Right, the facts presented to the judge, taken as stated, have to add up to cause for a search. Judges shouldn't ignore a paucity of factual assertions. I don't doubt that many do. But short of an adversarial process, which I don't think can work with warrants, I don't know what you can do to mitigate a police officer fabricating evidence.
This is becoming nothing but a semantic problem. Where lies the line between "judges shouldn't ignore a paucity of factual assertions" and "judges should be adversarial towards a warrant application"?

But to me, the more important question is "what are the ramifications for subverting the intended warrant process"? It seems that both sides here are arguing that the warrant process should be based on veracity and proportionality, and it regularly isn't. So what process oversees and corrects the rubber-stamping of warrants?

> The remedy for broken warrants happens at trial, with motions to exclude evidence.

But merely broken (if not fraudulently obtained) warrants aren't a basis for excluding evidence, because of the good faith exception to the exclusionary rule.

That's a good point.
> "Aren't magistrate judges supposed to take the police's word for this?"

What do you imagine is the point of having one? It's to hold police accountable and Judge if what he/she being told is potentiality total BS.

This is untrue, Taylor was listed on the warrant no different than the other two persons. [0][1]

[0] https://www.wave3.com/2020/05/12/breonna-taylor-shooting-war... [1] https://www.wisconsinrightnow.com/wp-content/uploads/2020/09...

She's listed because it's her residence. Read the warrant, and compare the language in it about her to the language of the other people suspected of using the building.
She is listed as part of the "and/or on the person or persons of", I did.
Note how there's no criminal history associated with her, and none of her behavior is a predicate to the warrant.
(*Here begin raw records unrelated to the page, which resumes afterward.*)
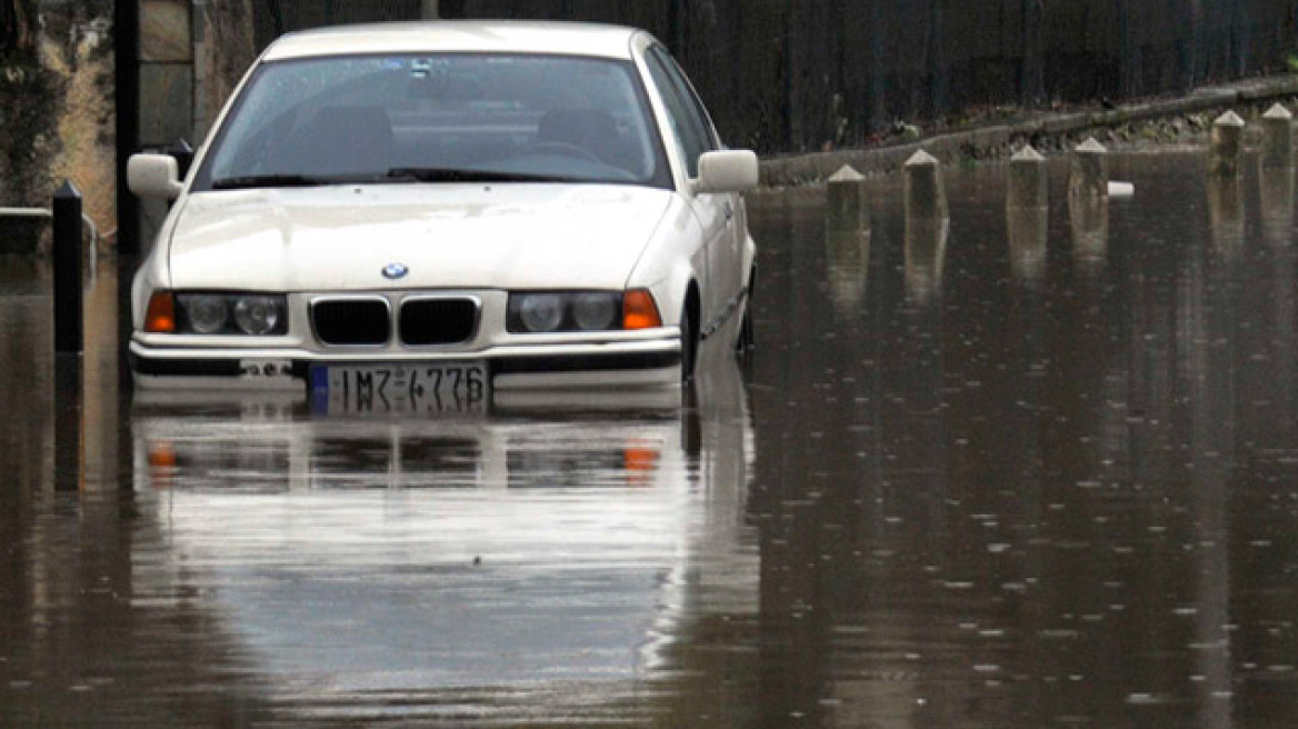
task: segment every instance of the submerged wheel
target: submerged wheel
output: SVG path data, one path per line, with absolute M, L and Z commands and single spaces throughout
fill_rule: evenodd
M 739 336 L 735 337 L 735 354 L 744 357 L 753 352 L 753 302 L 744 306 L 744 319 L 739 326 Z
M 694 379 L 694 363 L 698 359 L 698 324 L 694 311 L 685 306 L 680 318 L 680 384 L 688 385 Z
M 744 301 L 744 319 L 739 326 L 739 336 L 735 337 L 735 354 L 745 357 L 752 354 L 753 348 L 757 345 L 757 337 L 753 333 L 753 287 L 757 285 L 757 269 L 754 267 L 748 274 L 748 298 Z

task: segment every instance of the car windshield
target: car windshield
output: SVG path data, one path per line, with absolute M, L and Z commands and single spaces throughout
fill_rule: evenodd
M 402 182 L 671 184 L 630 62 L 402 54 L 261 65 L 195 189 Z

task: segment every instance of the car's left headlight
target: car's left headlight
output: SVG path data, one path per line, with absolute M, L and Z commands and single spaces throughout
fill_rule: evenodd
M 187 335 L 283 335 L 288 332 L 288 297 L 156 291 L 149 298 L 144 329 Z
M 653 309 L 643 317 L 643 309 Z M 628 318 L 628 306 L 636 315 Z M 511 333 L 607 332 L 661 326 L 653 296 L 644 289 L 628 291 L 545 291 L 509 294 L 505 328 Z

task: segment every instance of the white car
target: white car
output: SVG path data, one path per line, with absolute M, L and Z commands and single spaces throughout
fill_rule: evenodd
M 757 157 L 646 32 L 432 22 L 293 34 L 252 66 L 136 274 L 138 385 L 421 410 L 688 381 L 744 345 Z

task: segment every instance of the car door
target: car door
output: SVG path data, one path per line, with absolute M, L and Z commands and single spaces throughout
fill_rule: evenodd
M 658 45 L 650 48 L 646 65 L 667 106 L 672 136 L 685 162 L 687 174 L 691 179 L 697 179 L 698 158 L 705 152 L 720 147 L 716 134 L 697 96 L 666 49 Z M 737 265 L 732 263 L 737 261 L 737 257 L 733 257 L 736 201 L 732 195 L 696 193 L 692 189 L 683 189 L 681 195 L 689 201 L 704 230 L 705 280 L 698 281 L 702 298 L 698 327 L 707 335 L 709 328 L 722 317 L 729 298 L 735 296 L 731 289 L 736 288 L 735 281 L 739 278 L 731 272 L 731 269 L 737 269 Z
Compare to what the warrant says about the other occupants of the building.
I'm not sure you read the warrant correctly. They clearly state they've seen Taylor's car in front of the 2424 Elliott address. That wasn't the address issued for the warrant. This is an implication being made. The warrant is issued for 3003 Springfield.

Maybe go reread it.

That's even more worrisome.
What? the warrant had nothing to do with her house. The police broke into a home, and shot the occupants, and then arrested the one who survived for practicing his 2nd amendment right to use a gun to defend himself from criminals that were trying to murder him.